The Meritocracy Trap, by Daniel Markovits: Much of this theory – that the “merit-based” social structure many perceive as an antidote to the prior system of leisurely aristocratic landowners is actually nearly as destructive – rang true for me, in particular the frenzied panic with which parents invest in their children’s educational scaffolding (I say this because that’s what the frenzied panic is – it’s about the outcome, the competitiveness, the going on to more and more elite institutions, not about the actual education itself (though many parents are also invested in that; it does not generally cause panic), especially since, as a tutor, I’m part of and complicit in that scaffolding). That said, I had questions throughout about where the author was really deriving his conclusions. For example, he discusses in great detail a community in the suburbs of Detroit where everyone makes more or less the same income (or, rather, the difference between the richest and poorest is vastly less than elsewhere in the country) and can afford the typical mid-century middle-class aspirations like a comfortably-sized home, the ability to buy necessities and non-necessities, etc. Markovits sees this not as a boon but as a problem, because he associates it with stagnation and feels that the people of the community have no ability to join “the elite.” But…he doesn’t include any quotes from members of the community that speak to what seems to be his fear alone.
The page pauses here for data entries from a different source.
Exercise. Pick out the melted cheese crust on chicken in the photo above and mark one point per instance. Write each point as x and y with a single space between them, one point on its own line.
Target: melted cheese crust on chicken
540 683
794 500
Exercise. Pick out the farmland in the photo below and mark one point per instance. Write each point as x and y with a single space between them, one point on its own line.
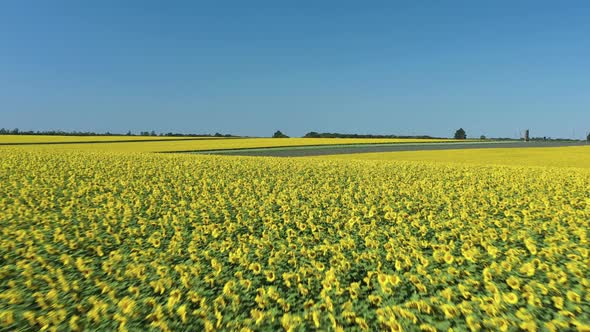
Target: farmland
103 240
191 144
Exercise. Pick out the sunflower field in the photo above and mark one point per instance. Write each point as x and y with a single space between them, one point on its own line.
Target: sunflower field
166 242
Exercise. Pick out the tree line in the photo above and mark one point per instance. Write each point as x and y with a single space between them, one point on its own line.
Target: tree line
16 131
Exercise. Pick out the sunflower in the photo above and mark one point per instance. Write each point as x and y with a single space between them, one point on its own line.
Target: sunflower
375 300
448 258
270 276
256 268
573 296
513 282
510 298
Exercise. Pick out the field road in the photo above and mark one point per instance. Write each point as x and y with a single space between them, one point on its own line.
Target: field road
307 151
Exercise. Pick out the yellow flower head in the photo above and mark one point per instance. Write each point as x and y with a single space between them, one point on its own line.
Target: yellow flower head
126 305
513 282
510 298
256 268
573 296
270 276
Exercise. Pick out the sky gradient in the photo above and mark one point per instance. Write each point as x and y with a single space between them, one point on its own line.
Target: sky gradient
253 67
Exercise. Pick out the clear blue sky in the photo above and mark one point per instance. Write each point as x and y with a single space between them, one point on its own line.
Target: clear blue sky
252 67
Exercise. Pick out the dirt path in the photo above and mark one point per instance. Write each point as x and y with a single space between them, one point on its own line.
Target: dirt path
306 151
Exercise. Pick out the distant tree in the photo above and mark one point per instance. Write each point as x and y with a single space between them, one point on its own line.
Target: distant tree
279 134
460 134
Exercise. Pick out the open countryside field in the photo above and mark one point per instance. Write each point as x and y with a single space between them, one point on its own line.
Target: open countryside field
189 145
98 240
572 156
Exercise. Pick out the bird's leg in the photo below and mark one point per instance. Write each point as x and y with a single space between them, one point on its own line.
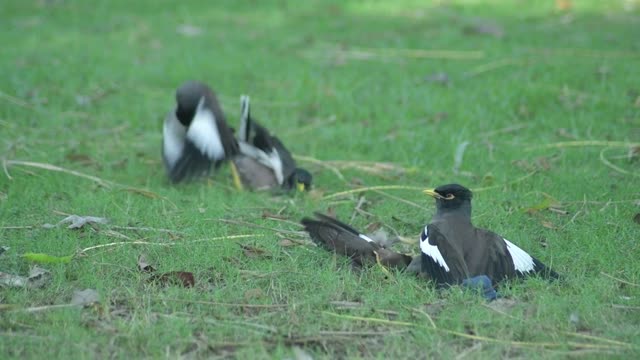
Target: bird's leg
384 269
236 178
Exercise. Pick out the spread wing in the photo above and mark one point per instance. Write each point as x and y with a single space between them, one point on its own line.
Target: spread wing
507 260
342 241
182 157
439 261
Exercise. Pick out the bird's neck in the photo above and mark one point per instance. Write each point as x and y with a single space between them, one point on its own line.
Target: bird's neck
463 211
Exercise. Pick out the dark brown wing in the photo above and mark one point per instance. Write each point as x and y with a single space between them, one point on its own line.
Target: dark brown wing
338 224
229 142
440 260
498 263
343 242
507 260
392 259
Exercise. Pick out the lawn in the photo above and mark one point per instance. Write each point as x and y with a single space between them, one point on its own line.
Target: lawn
533 104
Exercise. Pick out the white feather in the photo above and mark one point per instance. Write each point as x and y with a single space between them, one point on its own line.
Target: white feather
522 261
432 251
244 117
204 134
173 133
365 237
271 160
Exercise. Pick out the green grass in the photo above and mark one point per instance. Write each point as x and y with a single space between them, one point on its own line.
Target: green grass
554 76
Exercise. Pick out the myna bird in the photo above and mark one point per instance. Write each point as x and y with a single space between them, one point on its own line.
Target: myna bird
264 163
195 135
337 236
453 249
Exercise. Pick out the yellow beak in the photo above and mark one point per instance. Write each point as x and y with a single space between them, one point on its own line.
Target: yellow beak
300 187
432 193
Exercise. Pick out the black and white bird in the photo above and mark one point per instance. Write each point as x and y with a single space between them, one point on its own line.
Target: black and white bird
264 163
453 249
195 135
343 239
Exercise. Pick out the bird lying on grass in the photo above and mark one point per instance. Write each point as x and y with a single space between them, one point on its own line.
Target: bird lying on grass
263 162
195 135
453 251
337 236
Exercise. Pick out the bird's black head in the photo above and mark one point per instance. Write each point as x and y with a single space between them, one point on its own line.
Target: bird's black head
301 180
188 96
450 196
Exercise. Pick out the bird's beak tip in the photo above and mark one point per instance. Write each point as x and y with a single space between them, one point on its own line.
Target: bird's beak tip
430 192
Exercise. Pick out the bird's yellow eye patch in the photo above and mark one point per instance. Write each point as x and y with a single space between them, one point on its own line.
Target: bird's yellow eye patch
300 187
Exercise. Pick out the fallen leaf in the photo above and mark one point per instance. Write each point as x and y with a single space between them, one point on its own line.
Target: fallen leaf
253 294
81 159
548 224
373 227
563 5
43 258
85 297
143 265
300 354
438 78
543 205
268 215
181 278
383 238
254 252
38 277
485 28
346 304
78 222
288 243
188 30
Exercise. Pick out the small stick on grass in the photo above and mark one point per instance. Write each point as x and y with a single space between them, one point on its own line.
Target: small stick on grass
371 188
99 181
583 143
619 280
607 163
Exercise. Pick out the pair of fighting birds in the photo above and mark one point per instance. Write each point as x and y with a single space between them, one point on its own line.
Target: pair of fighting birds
196 137
452 250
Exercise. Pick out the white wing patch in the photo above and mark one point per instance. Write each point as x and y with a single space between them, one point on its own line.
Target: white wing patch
522 261
173 133
271 160
204 134
365 237
244 118
431 250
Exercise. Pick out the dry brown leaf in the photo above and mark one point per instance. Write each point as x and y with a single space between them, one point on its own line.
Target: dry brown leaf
254 252
548 224
77 222
289 243
253 294
180 278
38 277
143 265
341 304
85 297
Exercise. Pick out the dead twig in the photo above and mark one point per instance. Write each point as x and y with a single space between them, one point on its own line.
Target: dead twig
99 181
607 163
257 306
582 143
619 280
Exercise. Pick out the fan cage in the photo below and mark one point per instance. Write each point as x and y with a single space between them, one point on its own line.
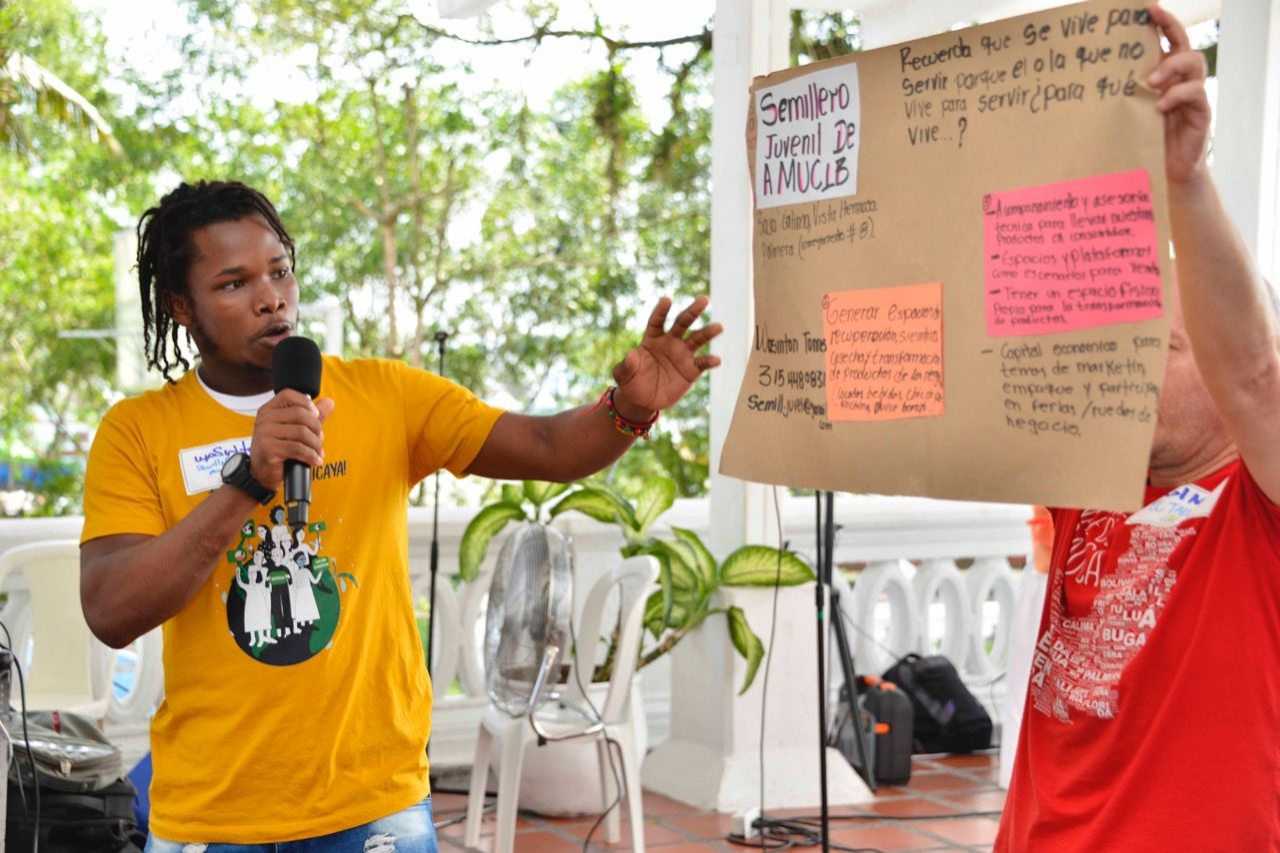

The quotes he does include give the impression of satisfaction with life. So – is it really a problem? He’s focused on how the poor have gotten closer to a middle-class lifestyle while the divide between middle-class and elite widens, but I feel it’s worth saying that, although I agree that the insane divide between the .1% or the 1% or whatever top stratum and “the rest” is Very Bad, it would be worse if the middle class had grown closer to the elite while the worst off had fallen further behind in terms of money and opportunity. No?? He also laments the loss of “middle managers” and trades like tool and die cutting, in which someone could make a comfortable living without a college degree or without aspirations to enter “elite fields,” but later seems depressed by the way even management jobs have been splintered and stratified…but aren’t the lower offerings of the management jobs similar to, you know, a middle manager?
This was written in 2019. What about influencers, Patreons, etc? Definitely a provocative and engaging read – though felt repetitive at times – but I did have to laugh a little when the section on “so, what should we do about this?” was basically a 10-page epilogue. I kept thinking about this book as a companion piece to This Life by Martin Hagglund, in which the answer is “socialism” – I don’t know that that would be Markovits’s answer (though it seems like a European model would do quite a bit to alleviate the exaggerated disparity); it struck me that he might want more of a return to mid-century focus on what he calls mid-skill workers, which is an interesting idea that leads to questions about what society values – “progress”? General happiness and well-being? Equality? I think I’ll revisit this text in a few years – much to digest.